L'absence de réaction revient à avaliser la partition
L'année dernière, les autorités chypriotes turques ont décidé de rouvrir Varosha aux tourisme et commencé les travaux de rénovation. Ces changements sont le résultat de la passivité du gouvernement chypriote, critique Dialogos :
«Nous payons malheureusement le prix de l'immobilisme du président Anastasiadis et de huit années d'une politique absolument catastrophique. ... Non seulement rien n'a été entrepris pour faire avancer les choses et tenir tête à l'intransigeance d'Ankara et de la partie turque de l'île, mais nous subissons au contraire une détérioration majeure de la situation, et des conditions à une résolution du problème chypriote. ... Le temps nous est compté puisque nous sommes mis devant des faits accomplis. Le temps que nous ouvrions les yeux, Varosha sera perdue. Au lieu de constituer la clé d'une solution à un Etat, elle scellera la partition définitive de l'île - avec la bénédiction de Nikos Anastasiadis !»
Définir une triple stratégie
Ta Nea insiste sur la nécessité de serrer les rangs contre Ankara :
«Face à la géopolitique révisionniste (et expansionniste) d'Ankara, il est impératif de ne pas présenter un front désuni, ou du moins de ne pas donner cette impression. Au contraire, il s'agit de faire face ensemble aux actions de déstabilisation de la Turquie. La Grèce doit engager une solide stratégie se déclinant sur trois fronts. Premièrement en formant une ligne commune rassemblant toutes les forces politiques de Grèce. Deuxièmement, en constituant un front Athènes-Nicosie. ... Troisièmement, en intégrant Bruxelles à ce duo. Il faut être très clair sur le fait que le conflit chypriote n'est pas un enjeu bilatéral, mais international, qui concerne l'intégrité territoriale de l'UE.»

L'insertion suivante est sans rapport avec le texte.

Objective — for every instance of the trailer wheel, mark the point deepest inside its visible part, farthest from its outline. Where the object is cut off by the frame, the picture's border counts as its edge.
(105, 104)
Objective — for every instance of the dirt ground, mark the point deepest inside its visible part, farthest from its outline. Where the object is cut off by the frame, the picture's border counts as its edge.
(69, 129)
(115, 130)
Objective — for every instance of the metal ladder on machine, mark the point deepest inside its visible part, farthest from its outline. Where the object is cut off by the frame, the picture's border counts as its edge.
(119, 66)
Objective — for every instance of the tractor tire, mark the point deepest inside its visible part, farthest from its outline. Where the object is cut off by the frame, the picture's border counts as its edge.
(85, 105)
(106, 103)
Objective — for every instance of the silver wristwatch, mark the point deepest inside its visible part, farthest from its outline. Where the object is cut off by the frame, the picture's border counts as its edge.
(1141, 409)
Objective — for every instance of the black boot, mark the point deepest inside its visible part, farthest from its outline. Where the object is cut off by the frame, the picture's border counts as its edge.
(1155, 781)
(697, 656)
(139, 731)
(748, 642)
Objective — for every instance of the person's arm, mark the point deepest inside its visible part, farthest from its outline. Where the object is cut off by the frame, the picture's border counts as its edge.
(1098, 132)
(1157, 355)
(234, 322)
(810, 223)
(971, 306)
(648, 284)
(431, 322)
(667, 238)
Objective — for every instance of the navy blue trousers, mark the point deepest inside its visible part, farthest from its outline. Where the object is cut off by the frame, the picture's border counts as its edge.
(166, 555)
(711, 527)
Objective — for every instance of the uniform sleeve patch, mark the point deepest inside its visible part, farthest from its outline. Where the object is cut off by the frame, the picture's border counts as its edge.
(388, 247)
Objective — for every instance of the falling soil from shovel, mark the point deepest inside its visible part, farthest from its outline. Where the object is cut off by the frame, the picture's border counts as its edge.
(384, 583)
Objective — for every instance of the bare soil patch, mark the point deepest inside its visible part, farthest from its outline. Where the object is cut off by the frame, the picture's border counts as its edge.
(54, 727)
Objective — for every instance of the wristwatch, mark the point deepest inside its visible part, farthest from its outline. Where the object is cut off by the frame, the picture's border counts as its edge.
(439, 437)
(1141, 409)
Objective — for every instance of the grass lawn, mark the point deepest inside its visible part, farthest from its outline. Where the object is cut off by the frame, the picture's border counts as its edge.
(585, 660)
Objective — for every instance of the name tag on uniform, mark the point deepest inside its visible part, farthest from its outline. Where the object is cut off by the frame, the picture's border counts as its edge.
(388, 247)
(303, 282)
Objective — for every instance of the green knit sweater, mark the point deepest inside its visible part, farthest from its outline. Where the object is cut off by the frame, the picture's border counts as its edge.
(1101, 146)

L'action facilite les négociations
Ces dernières années, la Turquie est devenue un acteur majeur des relations internationales, ce qui justifie ses interventions sur l'île, estime le quotidien proche du gouvernement Takvim :
«Compte tenu de son influence croissante dans la région et dans le monde, il n'est pas étonnant que la Turquie souhaite prendre les devants dans la partie nord de Chypre. Elle n'a pas besoin de la permission de personne pour le faire, pas plus d'ailleurs qu'en Syrie, en Libye, en Méditerranée orientale ou dans le Haut-Karabakh. ... Ce qui ne l'autorise pas à faire n'importe quoi sans se préoccuper de la communauté internationale. Mais elle suit depuis quelques années un cap et une méthode efficace qui consiste à créer une situation de facto avant d'inviter les autres parties prenantes à participer aux pourparlers.»
La Turquie cherche à peser davantage dans les négociations
L'économiste Güven Sak analyse la position géopolitique d'Ankara dans le journal Hürriyet Daily News :
«Il semble que de nombreuses voix s'élèvent pour critiquer la nouvelle ligne turque concernant la solution à deux-Etats et la réouverture de Varosha. Mais à quoi s'attendaient-elles au juste ? Il était clair que la partie Nord de l'île allait trouver d'autres solutions que de rester exclue. Dans toute négociation, la règle en or consiste à avoir la possibilité de quitter la table des pourparlers. Si vous voulez mon avis, en évoquant la solution à deux-Etats, on pourrait inciter de nouveau les Chypriotes grecs à revenir à la table des négociations.»